Like the small businesses it was designed to help, equity crowdfunding is still in its start-up stage. But the U.S. Securities and Exchange Commission reports that it’s rapidly growing into a viable source of financing – and a new investment option for those who want to own a piece of an early-stage company.
Equity crowdfunding allows investors to become part owners of companies by trading their investment for shares of private stock. As with traditional crowdfunding, investments usually take place through a funding portal like Kickstarter, StartEngine or Republic. Investments may also be made through a broker-dealer’s online platform.
There are 45 such portals registered with the Financial Industry Regulatory Authority (FINRA), according to the SEC, but the top three account for about two-thirds of all offerings and proceeds raised. Wealthforge lists Reality Mogul, AngelList and FundersClub as the top three platforms.
Signs Of Success
While equity crowdfunding is still relatively small, it’s showing signs of success. Companies such as Beta Bionics, which is developing a bionic pancreas, and craft beer company Hopsters Brewery each raised $1 million in crowdfunding campaigns. Beta Bionics recently raised $63 million through Series B equity financing.

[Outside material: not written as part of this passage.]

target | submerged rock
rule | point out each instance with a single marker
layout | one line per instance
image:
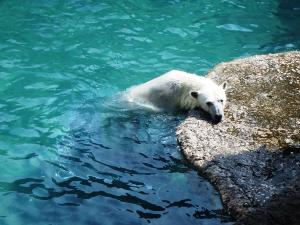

In fact, a majority of crowdfunding campaigns have been successful, according to a new analysis by the SEC, which found that the success rate for crowdfunding companies increased from 58.9% in 2017 to 63.9% in 2018.
The SEC estimates that 1,351 offerings took place between May 16, 2016 and December 31, 2018. Offerings that were completed raised an average of $208,300 and a total of $107.9 million. The number of investors participating in successful offerings increased from 77,558 in 2017 to 147,448 in 2018.
While the U.S. market for equity crowdfunding is still small, globally equity crowdfunding has raised $2.5 billion, according to Startups.com.
Regulation Crowdfunding
Equity crowdfunding has been growing since it was first allowed by the passage of the JOBS Act in 2011. Initially, only accredited investors were allowed to participate. To be an accredited investor, a person must earn more than $200,000 a year ($300,000 for couples) or have a net worth exceeding $1 million, excluding a primary residence.